Sparkify — to churn or not to churn

Published in

Analytics Vidhya

8 min readMay 7, 2021

The project

Sparkify is a fictional music streaming service and it is the final project for my udacity Data Scientist degree. It is a big data machine learning challenge in which I want to develop a model that predicts users which are about to cancel their subscription based on their interaction with the website — this is called “churn”.

Since it is a big dataset of about 12 GB containing all the user-logs it cannot be computed on a single machine and PySpark is the tool for handling this kind of data. The dataset is hosted on a AWS (Amazon Web Services) S3 repository (s3n://udacity-dsnd/sparkify/sparkify_event_data.json) and for working with the data it will be necessary to set up an EMR cluster on AWS.

Before I get into the details of my work I want to outline my approach to it.

The approach

Working on AWS costs money and a good approach is to start with just a small portion of the data and test the code as well as the approach already on a local machine. udacity also provides a sample dataset with about 123 MB to play with (s3n://udacity-dsnd/sparkify/mini_sparkify_event_data.json) that is just right for that.
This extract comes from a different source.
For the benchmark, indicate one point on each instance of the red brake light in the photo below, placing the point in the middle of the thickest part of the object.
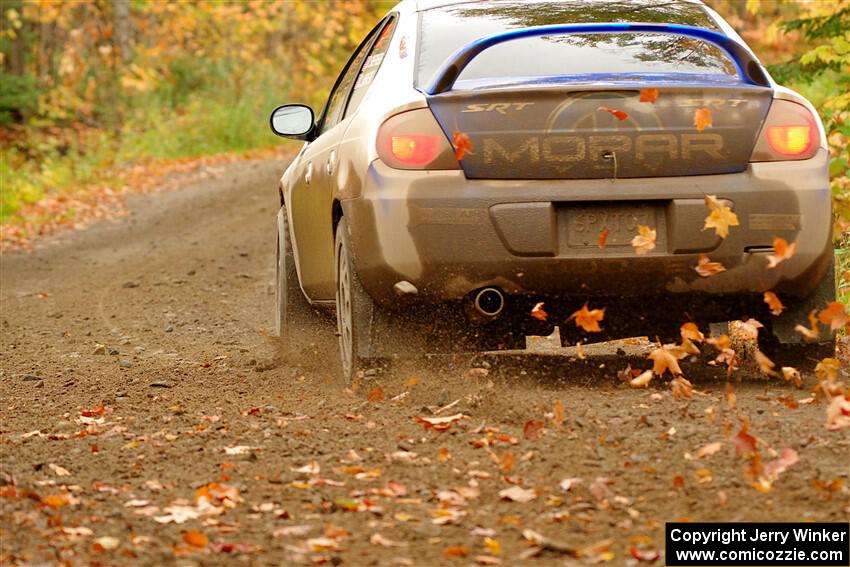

I did do that and provide the code I developed on my github. In order to provide a suitable dataframe for my ML algorithms I went through the following steps.

get to know your data

It is always important to explore your dataset first and get to know your features. There was no description provided and therefore I provide an overview table here:

For my project I wanted to predict the churn rate and therefore I will focus on the user interaction with the website that is stored in the “page” feature. The page feature has the following unique values:

clean your data

Now that I know the features I wanted to check the “cleanness” of the data. There are nan values in almost every row, but the ones that really have an impact on my model are the empty “userId”. Therefore cleaning those is my only concern. Here is a quick overview of nan values:

nan values in big dataset

The nan “userId” are probably from users that did not login when visiting the webpage. Since I cannot assign their actions to any user I dropped those rows.

create new features where necessary

“ts” is a great absolute time reference, but every user has their own experience with Sparkify. A natural feature that comes into mind the time that passed since the user registered. I created the feature “membership_days” that gives all users a mutual time reference. Judging from my experience I usually try out a new service for a certain time and then make at some point the decision if I want to stick with it or not.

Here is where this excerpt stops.